I was 6 1/2 months pregnant, had to go to restroom, babies fingers, arms feet fell in toilet. My husband got them and rushed me to the hosp. Baby died. What would cause that. The loss was so deep, It has been awhile ( years) and I cant help but think what did I do wrong. She was beautiful. No explanation was given. But you never get over it, it still tears me up now. Just had to say something as her birthday will be coming up. I hope I go to Heaven and see her.. thank you for letting me vent.
We are incredibly sorry for your loss and we understand how truly devastating conditions like amniotic band syndrome can be for families. When families lose a child, we recommend that they visit a perinatal psychologist to help them process their grief. We also recommend speaking with your physician to review the records from the event to provide clarity and closure. Again, we are sorry for your loss and appreciate you sharing your story with our community.

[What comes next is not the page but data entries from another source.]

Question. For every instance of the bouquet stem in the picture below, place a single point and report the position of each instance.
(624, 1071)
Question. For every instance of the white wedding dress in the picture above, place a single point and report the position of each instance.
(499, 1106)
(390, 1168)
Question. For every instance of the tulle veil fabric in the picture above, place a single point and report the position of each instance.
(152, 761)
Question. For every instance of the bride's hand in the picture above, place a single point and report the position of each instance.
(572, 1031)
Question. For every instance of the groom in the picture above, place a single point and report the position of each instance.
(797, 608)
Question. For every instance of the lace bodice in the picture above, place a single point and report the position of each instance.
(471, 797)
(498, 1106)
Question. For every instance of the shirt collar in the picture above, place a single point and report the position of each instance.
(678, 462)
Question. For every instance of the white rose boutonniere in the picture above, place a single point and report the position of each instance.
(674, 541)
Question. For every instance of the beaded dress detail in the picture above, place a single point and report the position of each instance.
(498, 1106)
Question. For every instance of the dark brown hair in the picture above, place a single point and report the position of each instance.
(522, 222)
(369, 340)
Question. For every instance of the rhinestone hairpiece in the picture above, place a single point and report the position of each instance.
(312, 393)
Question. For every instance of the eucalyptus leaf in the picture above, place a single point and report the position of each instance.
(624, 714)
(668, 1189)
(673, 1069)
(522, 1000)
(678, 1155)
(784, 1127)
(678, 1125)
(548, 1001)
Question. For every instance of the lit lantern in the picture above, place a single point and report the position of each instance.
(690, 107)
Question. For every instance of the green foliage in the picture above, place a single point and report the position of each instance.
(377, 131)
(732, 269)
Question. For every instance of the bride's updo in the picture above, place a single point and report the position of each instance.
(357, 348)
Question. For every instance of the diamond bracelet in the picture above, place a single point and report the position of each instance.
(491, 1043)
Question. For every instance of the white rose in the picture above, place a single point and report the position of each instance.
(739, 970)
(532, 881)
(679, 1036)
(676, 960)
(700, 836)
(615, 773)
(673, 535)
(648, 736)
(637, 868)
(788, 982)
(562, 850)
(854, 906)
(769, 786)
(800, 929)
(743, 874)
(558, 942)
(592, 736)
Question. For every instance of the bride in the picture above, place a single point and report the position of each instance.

My son and daughter in law were so happy and excited to learn they were pregnant after 2 years of trying. Daughter in law has 8 y/o, perfectly fine. They went to their first ultrasound with excitement and left devastated with a referral to a maternity specialist. There, they were told that only one leg could be found, both arms and the other leg were seen. Other serious concerns observed were severe scoliosis and that organs were exposed. They were given 3 possibilities. 1) baby’s heart should stop in 4 weeks, 2) if carried to term could be stillborn, 3) if baby is born live would only live possibly one year. They are thinking amniotic band syndrome. We are all being as supportive as possible. As parents (all 4 of us) we are heartbroken for our children, they were so happy and now so sad! I, like all of us, cannot stop crying. While we are hopeful for the best possible outcome, we cannot stand the thought of that poor baby and hope and pray that baby ont suffer. Can baby feel pain in utero? Will baby be in pain and suffer if born? What can we grandparents,siblings and other family members do to help our children during this heart wrenching time? Our kids have decided to move forward with the pregnancy and want to do a gender reveal
Dear Ms Price,
We are so sorry to hear of your son and daughter in law’s baby’s challenge with amniotic band syndrome. It is very unlikely that the baby is experiencing pain as this is just the way the baby’s body developed and the pathways to experience pain are not well established until after 24 weeks. Often the findings of severe amniotic band syndrome, a category called limb body wall complex occur well before this gestational age. Under the circumstances there is little you can do for them except offer your love and support and let them know that nothing that they did or didn’t do caused this anomaly and that they can fulfill their role as parents for this child for however brief a period the baby is with them.